Lebenswitz und Verzweiflungsmut besitzen die beiden Protagonisten reichlich, sonst sehr wenig. Hunger und Verzweiflung, die Folgen der jahrelangen grossen Schlachten, vernichten die geschlossene dörfliche Welt. Den Krieg präsentiert Andreevski als groteskes, absurdes Geschehen. In einer Kampfpause baden serbische und bulgarische Soldaten und die Mazedonier gemeinsam im Fluss zwischen ihren Schützengräben. «Für die meisten ist es das zweite Vollbad in ihrem Leben. Das erste war sicher die Taufe in der Kirche.»

Eine Frage der Ehre

In bukolisch-derbe Absätze über das bald schwarz verfärbte Wasser und die sich blähenden langen Unterhosen sind Gesprächsfetzen montiert: Witze, Zoten und Anekdoten über Trottel, Tripper und Tote, Geschichten voller Heimweh nach dem Dorf und von dessen Zerstörung. Bald geht die Flasche reihum, und als der Waffenstillstand endet, stehen manche Trinker noch immer selig mitten im Fluss. Ihr Schutz wird zu einer Frage der Ehre für die Soldaten auf beiden Seiten.

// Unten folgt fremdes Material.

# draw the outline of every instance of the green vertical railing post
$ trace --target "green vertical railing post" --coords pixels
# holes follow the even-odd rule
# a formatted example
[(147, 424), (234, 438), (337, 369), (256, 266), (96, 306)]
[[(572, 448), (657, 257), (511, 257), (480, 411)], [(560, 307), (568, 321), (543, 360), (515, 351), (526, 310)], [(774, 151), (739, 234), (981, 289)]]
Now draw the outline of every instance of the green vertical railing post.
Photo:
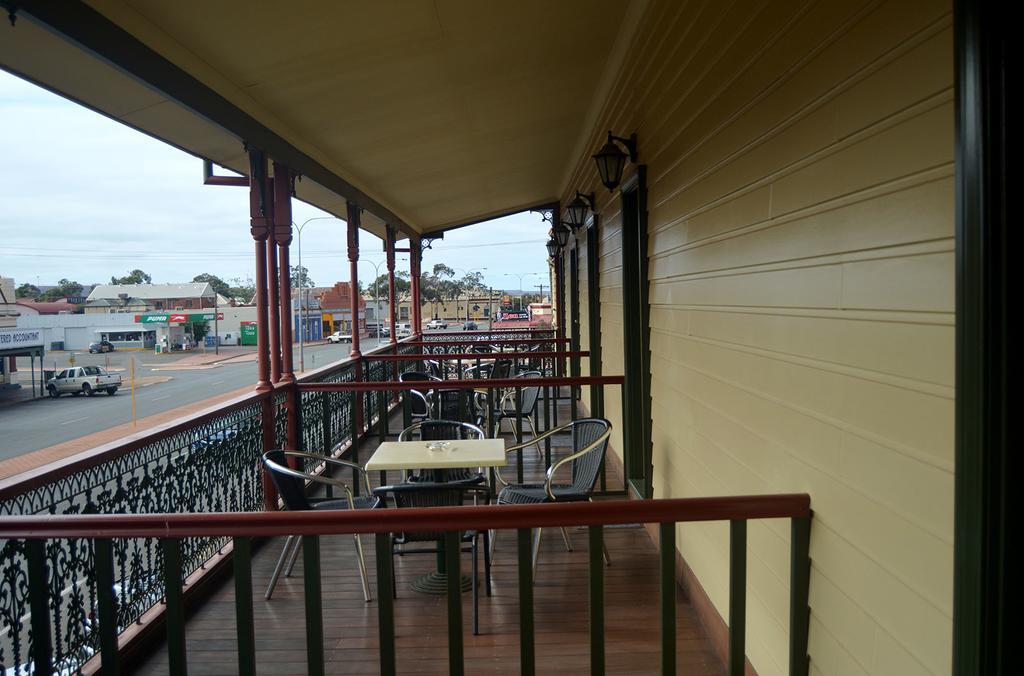
[(790, 525), (790, 676), (807, 676), (810, 658), (807, 640), (811, 609), (811, 517), (791, 520)]
[(444, 533), (445, 573), (447, 574), (449, 674), (466, 672), (462, 646), (462, 547), (458, 531)]
[(604, 529), (588, 529), (590, 545), (590, 673), (604, 675)]
[(99, 661), (103, 676), (120, 673), (118, 610), (114, 598), (114, 543), (94, 541), (96, 551), (96, 609), (99, 612)]
[(181, 541), (167, 538), (160, 541), (164, 550), (164, 590), (167, 607), (167, 666), (172, 674), (187, 673), (185, 653), (185, 607), (181, 593)]
[(391, 567), (391, 534), (378, 533), (377, 550), (377, 627), (380, 643), (381, 676), (394, 676), (394, 571)]
[(306, 603), (306, 672), (324, 676), (324, 597), (319, 536), (302, 536), (302, 586)]
[(658, 523), (662, 577), (662, 674), (676, 673), (676, 524)]
[(29, 565), (29, 610), (32, 617), (32, 658), (34, 673), (53, 672), (53, 639), (50, 633), (49, 566), (46, 565), (46, 542), (28, 540), (25, 543), (25, 557)]
[(743, 676), (746, 659), (746, 521), (729, 521), (729, 676)]
[(519, 673), (534, 676), (534, 560), (532, 532), (518, 529), (516, 541), (519, 554)]
[(234, 572), (234, 634), (239, 640), (239, 674), (256, 673), (256, 633), (253, 619), (253, 541), (236, 537), (231, 553)]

Als jeder wieder in seinem Schützengraben liegt, «ist die Hölle losgebrochen».

«Quecke» beginnt mit dem Begräbnis von Velika Meglenoska. Ihr letzter, erst nach Jons Tod geborener Sohn Roden bittet den Trauzeugen seines Vaters, ihm von seinen Eltern zu erzählen. Duko Vendija schlüpft daraufhin abwechselnd in Velika und Jon und lässt sie erzählen. Diese Rahmenkonstruktion nutzt Petre M. Andreevski geschickt, um den Realismus des Dorfromans durch Elemente der Moderne und Postmoderne aufzubrechen. Anders als manche Formexperimente der jugoslawischen Literatur, die in jener Zeit die Postmoderne entdeckt, überspannt er den Bogen nicht.

Benjamin Langer hat «Quecke» in ein knorriges, mal vorsichtig archaisierendes, mal lakonisches Deutsch mit einigen Austriazismen übertragen: ein «Glütel» glimmt, auf dem «Druschplatz» «regenweht» es. Nicht nur der Alltag zwischen Feld und Kuhstall, auch die Geschichte als Verhängnis für jene, die inmitten glühender Nationalismen Emotionen noch gar nicht als Nation empfinden, wird so handgreiflich erfahrbar.

Petre M. Andreevski: Quecke. Roman. Aus dem Mazedonischen von Benjamin Langer. Mit Nachworten von Benjamin Langer und Goce Smilevski. Illustrationen von Valeria Gordeew. Guggolz-Verlag, Berlin 2017. 446 S., Fr. 35.90.